Taking a spatial perspective on the radon data

Author

Jon Zelner

Published

March 2, 2023

Introduction

This tutorial is a follow-up to a prior exercise using these data. So if you haven’t already, please go back and take a look at the original multi-level modeling radon example here.

Getting Started

To try this tutorial on your own, download and unzip this zipfile and open up your R or RStudio session in the resulting directory.

Look out 👀 for stretch exercises!

If you see a box with a 💡 like this, it’s in an invitation to go a bit further. This could be a conceptual question or a chance to write a bit of code to explore the data or outputs of the analysis a bit more.

Learning Goals

The primary goals of this tutorial are to introduce you to:

  1. Merging of non-spatial health exposure or outcome data with spatial metadata.
  2. Calculation of important spatial summary statistics, e.g. Moran’s I, from such data.
  3. Spatial analysis of residuals from aspatial regression models of spatially-referenced data.

Setting up the environment

Code
library(ggplot2)
library(arm)
library(tidycensus)
library(dplyr)
library(rstanarm)
library(stringr)
library(spdep)
knitr::opts_chunk$set(message = FALSE, warning=FALSE, tidy=TRUE)

Data Preparation

Before diving into the analysis steps, there are several key things we need to do to be able to easily work with these data.

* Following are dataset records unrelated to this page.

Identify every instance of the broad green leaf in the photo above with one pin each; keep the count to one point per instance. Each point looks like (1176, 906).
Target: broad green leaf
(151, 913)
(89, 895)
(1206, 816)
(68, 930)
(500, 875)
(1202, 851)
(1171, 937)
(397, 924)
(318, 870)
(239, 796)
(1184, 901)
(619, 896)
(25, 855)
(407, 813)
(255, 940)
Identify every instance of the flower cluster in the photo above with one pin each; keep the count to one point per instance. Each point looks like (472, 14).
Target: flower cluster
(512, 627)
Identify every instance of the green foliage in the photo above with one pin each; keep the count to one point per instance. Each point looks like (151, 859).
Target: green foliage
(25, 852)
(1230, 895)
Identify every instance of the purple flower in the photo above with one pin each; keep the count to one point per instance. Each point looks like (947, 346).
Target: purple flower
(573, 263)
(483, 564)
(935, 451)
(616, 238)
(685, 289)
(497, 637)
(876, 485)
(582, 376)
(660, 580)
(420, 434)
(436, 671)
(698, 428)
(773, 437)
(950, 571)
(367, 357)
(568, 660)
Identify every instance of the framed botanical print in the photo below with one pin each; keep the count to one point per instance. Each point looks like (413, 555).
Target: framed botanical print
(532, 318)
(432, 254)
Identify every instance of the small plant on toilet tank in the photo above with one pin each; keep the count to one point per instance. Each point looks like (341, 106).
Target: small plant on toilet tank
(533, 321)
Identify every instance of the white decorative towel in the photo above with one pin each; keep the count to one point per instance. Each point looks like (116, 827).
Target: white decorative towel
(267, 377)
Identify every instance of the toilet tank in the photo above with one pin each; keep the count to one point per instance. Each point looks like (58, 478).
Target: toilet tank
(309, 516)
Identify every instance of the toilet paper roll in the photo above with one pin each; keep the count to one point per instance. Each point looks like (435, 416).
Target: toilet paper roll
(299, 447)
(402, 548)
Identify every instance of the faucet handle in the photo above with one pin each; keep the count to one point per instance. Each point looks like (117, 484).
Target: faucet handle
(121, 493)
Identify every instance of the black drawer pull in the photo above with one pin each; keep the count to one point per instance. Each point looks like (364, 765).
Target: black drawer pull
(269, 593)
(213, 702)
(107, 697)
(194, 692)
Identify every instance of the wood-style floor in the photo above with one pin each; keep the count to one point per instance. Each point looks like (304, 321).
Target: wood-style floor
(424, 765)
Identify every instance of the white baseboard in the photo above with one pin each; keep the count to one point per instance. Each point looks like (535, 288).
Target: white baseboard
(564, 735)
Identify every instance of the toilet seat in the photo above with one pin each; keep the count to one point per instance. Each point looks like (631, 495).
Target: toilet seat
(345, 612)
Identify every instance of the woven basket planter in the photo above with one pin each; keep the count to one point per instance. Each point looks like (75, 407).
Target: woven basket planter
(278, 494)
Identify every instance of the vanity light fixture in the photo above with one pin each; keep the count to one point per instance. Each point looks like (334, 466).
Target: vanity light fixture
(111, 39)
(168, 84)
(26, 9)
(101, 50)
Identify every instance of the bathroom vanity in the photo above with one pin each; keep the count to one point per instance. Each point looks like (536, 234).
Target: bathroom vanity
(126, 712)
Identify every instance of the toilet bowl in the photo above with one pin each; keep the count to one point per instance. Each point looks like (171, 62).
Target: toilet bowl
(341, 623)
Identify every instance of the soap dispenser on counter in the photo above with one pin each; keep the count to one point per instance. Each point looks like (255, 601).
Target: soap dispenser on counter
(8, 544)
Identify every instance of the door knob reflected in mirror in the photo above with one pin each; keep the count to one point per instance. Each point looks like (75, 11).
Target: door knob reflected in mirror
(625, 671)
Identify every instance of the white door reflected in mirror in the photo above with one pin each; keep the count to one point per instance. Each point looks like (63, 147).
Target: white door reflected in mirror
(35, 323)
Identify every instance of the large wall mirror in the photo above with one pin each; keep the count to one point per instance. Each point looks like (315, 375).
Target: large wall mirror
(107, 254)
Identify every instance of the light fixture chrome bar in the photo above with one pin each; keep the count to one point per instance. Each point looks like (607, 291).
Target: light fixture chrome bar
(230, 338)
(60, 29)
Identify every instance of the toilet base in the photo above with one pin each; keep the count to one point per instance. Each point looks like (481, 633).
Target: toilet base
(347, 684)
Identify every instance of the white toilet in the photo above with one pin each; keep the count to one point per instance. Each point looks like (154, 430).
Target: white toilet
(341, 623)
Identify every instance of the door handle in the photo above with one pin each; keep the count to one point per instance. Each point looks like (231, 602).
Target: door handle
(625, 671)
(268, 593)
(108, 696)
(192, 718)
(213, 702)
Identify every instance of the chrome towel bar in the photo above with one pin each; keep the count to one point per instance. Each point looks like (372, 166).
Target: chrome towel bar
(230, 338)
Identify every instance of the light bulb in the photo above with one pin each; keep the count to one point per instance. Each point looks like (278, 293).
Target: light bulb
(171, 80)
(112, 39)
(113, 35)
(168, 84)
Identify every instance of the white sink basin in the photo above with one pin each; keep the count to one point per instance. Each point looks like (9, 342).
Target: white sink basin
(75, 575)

Download a shapefile for Minnesota

First, we need to download a shapefile for the state of Minnesota in which each polygon represents an individual county. Thankfully, in R, this is made easy using the excellent tidycensus package:

options(tigris_use_cache = TRUE)

minnesota <- get_acs(state = "MN", geography = "county", variables = "B19013_001",
    geometry = TRUE, year = 2020)

Tidycensus gives us the data as an sf dataframe containing a number of fields including population estimates, which we can plot straightforwardly using the plot function supplied by the sf package:

plot(minnesota["estimate"])

Merge the spatial data with the radon data

In its raw form, this spatial dataset isn’t quite ready to merge with the radon data. If we take a peek at the county names in the shapefile, we can see that they don’t quite match the formatting of the ones in the original data:

head(sort(minnesota$NAME))
[1] "Aitkin County, Minnesota"    "Anoka County, Minnesota"    
[3] "Becker County, Minnesota"    "Beltrami County, Minnesota" 
[5] "Benton County, Minnesota"    "Big Stone County, Minnesota"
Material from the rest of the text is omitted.